Wednesday the European Central Bank (ECB) gave out 530 billion euros in 3-year term loans to the private banks of the Eurozone. Together with the 490 billion they doled out last December, that's over 1 trillion euros. If pigs could fly and politicians never lied and every household in the country was magically able to pay the hated Household Tax, the total receipt would be 160 million euro. At that rate, it would take 6,250 years to amount to 1 trillion. It would also take 20 years to amount to the 3.2 billion euros the state are handing over to the Anglo bondholders on the 31st March coming.

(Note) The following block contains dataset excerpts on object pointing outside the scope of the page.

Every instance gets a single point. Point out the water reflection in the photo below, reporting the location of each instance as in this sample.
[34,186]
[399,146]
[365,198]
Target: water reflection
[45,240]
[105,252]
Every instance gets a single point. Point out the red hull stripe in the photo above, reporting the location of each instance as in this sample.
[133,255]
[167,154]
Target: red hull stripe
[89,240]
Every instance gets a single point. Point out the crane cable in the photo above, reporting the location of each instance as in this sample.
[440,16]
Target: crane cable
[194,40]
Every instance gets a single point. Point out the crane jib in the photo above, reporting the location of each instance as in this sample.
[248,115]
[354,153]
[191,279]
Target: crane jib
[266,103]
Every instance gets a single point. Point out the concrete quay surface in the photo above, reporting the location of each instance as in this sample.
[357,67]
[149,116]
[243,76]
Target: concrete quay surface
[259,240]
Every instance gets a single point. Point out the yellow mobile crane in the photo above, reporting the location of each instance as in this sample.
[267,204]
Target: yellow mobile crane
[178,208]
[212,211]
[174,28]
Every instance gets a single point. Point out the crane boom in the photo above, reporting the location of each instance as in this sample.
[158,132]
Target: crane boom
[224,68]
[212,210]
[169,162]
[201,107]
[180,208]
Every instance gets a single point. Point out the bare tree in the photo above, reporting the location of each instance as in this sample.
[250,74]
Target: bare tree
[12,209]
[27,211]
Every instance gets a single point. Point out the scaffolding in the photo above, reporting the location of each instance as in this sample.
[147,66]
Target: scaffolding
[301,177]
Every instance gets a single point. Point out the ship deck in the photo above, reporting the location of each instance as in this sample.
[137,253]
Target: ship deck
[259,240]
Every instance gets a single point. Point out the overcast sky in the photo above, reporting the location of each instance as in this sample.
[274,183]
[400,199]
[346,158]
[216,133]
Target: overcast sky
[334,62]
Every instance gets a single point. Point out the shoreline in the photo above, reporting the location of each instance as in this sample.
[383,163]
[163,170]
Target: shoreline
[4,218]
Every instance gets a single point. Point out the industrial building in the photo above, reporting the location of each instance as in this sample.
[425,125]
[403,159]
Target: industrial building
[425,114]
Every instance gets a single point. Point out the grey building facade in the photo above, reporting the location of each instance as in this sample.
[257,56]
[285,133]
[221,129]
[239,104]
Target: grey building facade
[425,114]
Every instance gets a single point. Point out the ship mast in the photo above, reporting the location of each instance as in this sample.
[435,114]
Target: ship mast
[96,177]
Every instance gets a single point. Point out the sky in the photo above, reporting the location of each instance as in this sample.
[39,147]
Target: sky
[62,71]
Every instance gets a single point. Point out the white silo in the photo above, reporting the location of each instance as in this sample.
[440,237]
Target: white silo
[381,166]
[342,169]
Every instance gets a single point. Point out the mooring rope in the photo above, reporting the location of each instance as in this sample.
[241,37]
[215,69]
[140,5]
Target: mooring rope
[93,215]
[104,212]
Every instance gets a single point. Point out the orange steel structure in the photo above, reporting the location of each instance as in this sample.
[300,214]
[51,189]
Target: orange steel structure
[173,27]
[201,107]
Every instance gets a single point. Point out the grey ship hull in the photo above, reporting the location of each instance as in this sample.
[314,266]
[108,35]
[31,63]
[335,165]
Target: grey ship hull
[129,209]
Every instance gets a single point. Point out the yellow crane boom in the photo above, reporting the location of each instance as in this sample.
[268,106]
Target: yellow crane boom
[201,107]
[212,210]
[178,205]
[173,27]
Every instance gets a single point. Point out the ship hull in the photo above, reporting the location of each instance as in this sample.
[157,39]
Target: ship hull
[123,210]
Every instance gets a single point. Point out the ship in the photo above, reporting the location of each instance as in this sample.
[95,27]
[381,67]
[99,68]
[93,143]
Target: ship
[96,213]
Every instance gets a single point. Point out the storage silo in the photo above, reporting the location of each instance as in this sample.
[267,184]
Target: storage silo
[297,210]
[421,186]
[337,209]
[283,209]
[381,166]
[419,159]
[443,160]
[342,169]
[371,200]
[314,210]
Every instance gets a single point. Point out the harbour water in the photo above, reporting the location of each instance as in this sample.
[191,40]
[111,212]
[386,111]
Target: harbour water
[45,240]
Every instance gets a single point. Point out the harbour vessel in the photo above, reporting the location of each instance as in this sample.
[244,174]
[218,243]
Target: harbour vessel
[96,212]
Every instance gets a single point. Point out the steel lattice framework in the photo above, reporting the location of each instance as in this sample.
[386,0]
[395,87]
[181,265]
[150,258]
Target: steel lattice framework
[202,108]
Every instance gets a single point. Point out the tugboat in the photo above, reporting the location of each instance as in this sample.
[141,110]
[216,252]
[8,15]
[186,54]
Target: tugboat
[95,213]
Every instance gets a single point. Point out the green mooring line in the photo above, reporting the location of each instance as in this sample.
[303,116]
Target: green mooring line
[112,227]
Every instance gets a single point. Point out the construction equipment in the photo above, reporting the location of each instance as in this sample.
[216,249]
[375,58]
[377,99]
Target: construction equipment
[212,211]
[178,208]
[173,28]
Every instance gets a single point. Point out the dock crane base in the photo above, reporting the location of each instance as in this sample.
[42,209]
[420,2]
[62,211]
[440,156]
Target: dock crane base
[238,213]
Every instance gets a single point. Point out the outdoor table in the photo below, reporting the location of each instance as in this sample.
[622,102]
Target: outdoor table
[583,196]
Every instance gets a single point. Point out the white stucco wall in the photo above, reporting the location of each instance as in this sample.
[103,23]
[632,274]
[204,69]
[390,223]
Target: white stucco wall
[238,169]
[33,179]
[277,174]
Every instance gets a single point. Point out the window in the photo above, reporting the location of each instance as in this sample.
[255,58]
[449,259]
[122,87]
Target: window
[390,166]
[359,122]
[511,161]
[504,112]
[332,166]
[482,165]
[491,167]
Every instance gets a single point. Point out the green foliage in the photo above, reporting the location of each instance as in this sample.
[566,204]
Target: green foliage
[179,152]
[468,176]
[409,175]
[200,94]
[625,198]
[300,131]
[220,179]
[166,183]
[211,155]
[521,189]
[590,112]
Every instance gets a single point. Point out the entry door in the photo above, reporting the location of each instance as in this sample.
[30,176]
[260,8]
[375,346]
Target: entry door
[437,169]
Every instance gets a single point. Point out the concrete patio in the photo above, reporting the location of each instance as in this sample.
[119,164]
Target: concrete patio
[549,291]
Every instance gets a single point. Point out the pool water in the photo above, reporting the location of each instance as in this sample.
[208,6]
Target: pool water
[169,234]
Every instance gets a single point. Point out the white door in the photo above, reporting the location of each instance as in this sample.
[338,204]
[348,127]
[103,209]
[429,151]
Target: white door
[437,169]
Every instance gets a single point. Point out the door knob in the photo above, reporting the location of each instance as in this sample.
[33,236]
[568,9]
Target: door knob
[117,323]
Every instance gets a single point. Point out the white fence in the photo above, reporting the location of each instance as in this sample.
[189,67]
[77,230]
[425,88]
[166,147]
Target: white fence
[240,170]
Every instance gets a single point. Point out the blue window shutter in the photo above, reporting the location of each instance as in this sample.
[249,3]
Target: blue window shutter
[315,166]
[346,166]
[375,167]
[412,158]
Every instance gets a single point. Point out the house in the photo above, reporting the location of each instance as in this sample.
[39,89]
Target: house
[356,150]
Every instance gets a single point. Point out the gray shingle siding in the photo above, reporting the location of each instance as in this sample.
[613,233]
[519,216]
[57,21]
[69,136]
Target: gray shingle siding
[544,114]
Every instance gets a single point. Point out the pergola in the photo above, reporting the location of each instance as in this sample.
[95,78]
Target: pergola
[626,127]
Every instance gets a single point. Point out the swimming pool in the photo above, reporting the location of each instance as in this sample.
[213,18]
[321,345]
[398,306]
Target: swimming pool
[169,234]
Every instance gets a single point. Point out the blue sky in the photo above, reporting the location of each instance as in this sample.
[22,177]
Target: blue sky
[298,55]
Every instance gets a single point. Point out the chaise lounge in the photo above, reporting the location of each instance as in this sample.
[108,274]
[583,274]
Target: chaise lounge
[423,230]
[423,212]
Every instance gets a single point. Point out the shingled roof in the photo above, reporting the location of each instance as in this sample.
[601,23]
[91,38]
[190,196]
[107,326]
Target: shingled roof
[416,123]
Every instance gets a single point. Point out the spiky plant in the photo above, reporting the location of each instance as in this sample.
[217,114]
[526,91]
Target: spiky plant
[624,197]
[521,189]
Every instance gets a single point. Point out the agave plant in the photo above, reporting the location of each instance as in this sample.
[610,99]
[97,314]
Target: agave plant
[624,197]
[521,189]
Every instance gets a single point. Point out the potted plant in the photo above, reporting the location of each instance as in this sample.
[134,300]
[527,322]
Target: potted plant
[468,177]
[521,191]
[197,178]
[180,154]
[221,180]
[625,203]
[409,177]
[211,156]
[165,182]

So the next time government ministers appear on TV, wringing their hands saying, sure we know it's awful unpopular, but we really have no alternative, we just have to pay this tax, otherwise the world will fall apart for want on money, remember that the ECB can create thousands of years worth, at the click of a button, whenever the mood suits them.

It suits them at the moment because until the ECB unleashed this tsunami of free loans in December, the interest rates on Spanish and Italian government bonds were reaching the levels that forced the bailouts of Greece, Ireland and Portugal in the last two years. As the ECB and the Franco-German axis decided that Italy and Spain were "too big to bail" they decided to get the ECB to lend to money to buy Italian and Spanish bonds to the Eurozone banking system. The idea being that the banks would use the ECB cash to buy the distressed bonds and make the difference between the virtually zero interest they were paying the ECB and the interest rate the governments in question would pay from the proceeds of inflicting austerity cuts on their people.

The whole process is a simple transmission belt that exports the losses made by all the Eurozone banks to the people of the Zone's periphery, via the government's balance sheet. Of course, as austerity policies force our economies into a downward cycle of depression, the banks losses will increase, so we will go around this circle again, until we find a way of putting a stop to it. That way is non-payment. We must refuse to pay for the losses of the banks and the 1% who hide behind them and bondholder anonymity. Smashing the Household tax is the first step in drawing that line.